Leiter dieser ersten Prager Versteigerung ist der neunundzwanzigjährige Ivan Gavlas, Mitarbeiter des Ökonomischen Instituts der Akademie der Wissenschaften und Inhaber einer Auktionsagentur. Mit gleichbleibender Stimme und schnellen, kaum wahrnehmbaren Bewegungen des „Auktionshammers“ kündigt er die Erhöhung der Gebote an. „240.000, 240.500, 241.000, wir steigern jetzt in Tausenderschritten: 242.000, 243.000...“ Am Ende des Wochenendes ist Gavlas vor allem von den erzielten Preisen „fasziniert“. Noch in der letzten Woche hatte er damit gerechnet, daß die von den Privatisierungskommissionen festgesetzten Preisminima nicht erreicht werden könnten, nun wurden sie um das Zwanzig- bis Siebzigfache überschritten.

Auch Privatisierungsminister Tomáš Ježek zeigt sich begeistert: Die hohe Beteiligung ausländischen Kapitals hält er für unbedeutend, wichtig sei vielmehr, daß der CSFR der erste Schritt auf dem langen Weg der Privatisierung gelungen ist.

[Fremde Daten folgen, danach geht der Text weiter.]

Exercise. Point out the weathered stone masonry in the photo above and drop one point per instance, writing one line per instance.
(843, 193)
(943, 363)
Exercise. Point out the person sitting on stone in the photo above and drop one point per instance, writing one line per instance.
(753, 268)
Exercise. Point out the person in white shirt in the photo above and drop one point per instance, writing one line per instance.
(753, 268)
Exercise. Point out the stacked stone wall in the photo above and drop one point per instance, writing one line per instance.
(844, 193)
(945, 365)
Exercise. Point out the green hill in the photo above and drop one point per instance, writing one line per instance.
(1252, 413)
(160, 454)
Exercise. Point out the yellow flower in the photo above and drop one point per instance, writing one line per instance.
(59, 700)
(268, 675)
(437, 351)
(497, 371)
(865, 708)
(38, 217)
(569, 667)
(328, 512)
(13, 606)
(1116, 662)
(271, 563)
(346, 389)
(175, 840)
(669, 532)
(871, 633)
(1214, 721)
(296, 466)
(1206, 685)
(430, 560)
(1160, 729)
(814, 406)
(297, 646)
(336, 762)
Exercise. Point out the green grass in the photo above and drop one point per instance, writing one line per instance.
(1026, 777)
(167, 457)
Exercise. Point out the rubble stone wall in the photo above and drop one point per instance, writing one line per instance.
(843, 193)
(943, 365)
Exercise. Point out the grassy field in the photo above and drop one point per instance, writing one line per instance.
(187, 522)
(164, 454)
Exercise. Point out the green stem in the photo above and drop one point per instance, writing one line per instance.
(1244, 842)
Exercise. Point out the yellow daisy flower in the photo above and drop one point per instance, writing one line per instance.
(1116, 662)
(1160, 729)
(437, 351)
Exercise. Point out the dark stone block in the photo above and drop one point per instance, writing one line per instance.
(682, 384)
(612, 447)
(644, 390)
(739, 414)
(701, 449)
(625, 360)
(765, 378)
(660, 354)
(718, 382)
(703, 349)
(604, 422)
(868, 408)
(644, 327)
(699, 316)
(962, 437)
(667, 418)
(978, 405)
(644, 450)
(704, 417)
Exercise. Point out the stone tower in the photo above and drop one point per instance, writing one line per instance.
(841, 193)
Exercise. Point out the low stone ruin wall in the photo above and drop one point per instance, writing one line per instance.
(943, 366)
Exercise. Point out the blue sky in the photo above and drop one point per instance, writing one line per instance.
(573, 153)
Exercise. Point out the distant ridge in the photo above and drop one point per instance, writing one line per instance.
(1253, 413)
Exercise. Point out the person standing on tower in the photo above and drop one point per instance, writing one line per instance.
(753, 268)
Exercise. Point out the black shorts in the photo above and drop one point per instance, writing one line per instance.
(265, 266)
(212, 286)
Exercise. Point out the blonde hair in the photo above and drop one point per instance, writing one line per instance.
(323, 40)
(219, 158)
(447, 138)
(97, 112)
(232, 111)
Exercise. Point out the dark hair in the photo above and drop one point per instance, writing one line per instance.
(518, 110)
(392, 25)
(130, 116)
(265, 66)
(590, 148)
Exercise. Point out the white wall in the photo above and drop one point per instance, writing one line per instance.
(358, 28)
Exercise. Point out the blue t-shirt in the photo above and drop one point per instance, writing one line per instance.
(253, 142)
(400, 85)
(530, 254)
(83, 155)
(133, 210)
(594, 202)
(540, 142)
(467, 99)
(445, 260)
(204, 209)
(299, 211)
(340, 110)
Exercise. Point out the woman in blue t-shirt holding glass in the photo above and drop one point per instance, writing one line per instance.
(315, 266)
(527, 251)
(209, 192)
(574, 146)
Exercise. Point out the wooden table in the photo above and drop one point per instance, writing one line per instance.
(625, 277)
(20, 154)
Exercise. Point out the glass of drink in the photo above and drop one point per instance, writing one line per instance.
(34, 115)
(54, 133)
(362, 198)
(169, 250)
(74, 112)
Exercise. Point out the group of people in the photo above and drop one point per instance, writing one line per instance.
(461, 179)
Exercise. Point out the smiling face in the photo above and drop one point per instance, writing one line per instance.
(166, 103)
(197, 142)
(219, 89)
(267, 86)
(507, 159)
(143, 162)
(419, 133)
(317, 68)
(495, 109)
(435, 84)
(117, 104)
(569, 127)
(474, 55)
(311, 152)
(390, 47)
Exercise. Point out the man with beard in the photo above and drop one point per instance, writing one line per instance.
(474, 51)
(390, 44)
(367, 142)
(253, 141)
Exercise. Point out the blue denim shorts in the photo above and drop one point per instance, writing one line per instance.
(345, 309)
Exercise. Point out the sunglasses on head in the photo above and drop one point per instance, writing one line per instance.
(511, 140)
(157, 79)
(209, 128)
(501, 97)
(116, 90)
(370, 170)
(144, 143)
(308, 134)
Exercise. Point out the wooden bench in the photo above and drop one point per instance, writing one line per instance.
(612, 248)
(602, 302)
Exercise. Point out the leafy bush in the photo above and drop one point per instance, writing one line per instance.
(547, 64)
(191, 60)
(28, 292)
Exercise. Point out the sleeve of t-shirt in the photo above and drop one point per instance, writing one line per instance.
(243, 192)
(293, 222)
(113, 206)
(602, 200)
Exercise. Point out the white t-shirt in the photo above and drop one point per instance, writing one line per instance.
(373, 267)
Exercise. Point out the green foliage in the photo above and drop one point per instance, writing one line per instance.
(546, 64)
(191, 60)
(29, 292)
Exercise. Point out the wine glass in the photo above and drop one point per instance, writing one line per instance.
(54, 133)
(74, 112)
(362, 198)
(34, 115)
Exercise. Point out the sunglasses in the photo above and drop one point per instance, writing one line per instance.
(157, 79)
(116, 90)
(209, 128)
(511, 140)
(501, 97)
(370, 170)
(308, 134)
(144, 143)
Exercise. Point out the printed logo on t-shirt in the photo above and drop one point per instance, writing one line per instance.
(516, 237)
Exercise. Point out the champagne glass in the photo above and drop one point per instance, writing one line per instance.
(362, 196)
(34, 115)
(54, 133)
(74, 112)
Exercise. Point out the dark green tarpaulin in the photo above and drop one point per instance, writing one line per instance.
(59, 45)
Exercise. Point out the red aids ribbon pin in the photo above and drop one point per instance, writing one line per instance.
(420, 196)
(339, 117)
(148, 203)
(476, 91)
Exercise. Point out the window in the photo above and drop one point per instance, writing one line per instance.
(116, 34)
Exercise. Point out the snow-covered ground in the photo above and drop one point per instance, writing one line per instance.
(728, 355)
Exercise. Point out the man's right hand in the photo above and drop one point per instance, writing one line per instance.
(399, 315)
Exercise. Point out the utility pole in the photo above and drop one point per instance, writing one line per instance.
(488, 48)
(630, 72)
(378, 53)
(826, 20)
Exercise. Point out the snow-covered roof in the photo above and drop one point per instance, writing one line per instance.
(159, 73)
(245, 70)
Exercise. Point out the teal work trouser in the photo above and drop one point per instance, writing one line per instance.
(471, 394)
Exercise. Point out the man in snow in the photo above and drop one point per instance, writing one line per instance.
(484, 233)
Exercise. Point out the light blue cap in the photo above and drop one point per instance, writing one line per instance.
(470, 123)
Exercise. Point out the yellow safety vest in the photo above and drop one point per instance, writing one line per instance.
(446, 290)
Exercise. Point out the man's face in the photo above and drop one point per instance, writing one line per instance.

Ganz anders bewertet ein beteiligter Makler das Wochenende. Er hatte für die angebotenen Objekte stets bis zu 80.000 Kronen geboten. „Höhere Preise stehen in keinem Verhältnis zu dem übernommenen Risiko. Schließlich ist eine Ersteigerung nicht gleichbedeutend mit dem Erwerb des Besitzes. Grund und Boden, aber auch die Geschäftsräume gehören weiterhin der öffentlichen Hand, dafür muß der Unternehmer Miete zahlen. Die Millionen werden hier nur für das Recht, eine Obsthandlung zu betreiben, ausgegeben. Wenn sich der ehemalige Besitzer meldet, kann mir bereits nach zwei Jahren gekündigt werden.“

Mit dieser Meinung ist der Fachmann die Ausnahme. Viele Jungunternehmer sind bereit, ein hohes Risiko auf sich zu nehmen. Mit einer Veränderung der Angebotsstruktur hoffen sie, bereits in diesem Jahr die Kredite zurückzahlen zu können. Und so soll auch der Gemüseladen in der Koněvová 160 den neuen Besitzern schon bald Gewinn bringen. Anstelle von Pflaumenkompott werden bald Avokados, Papayas und Mangos verkauft werden.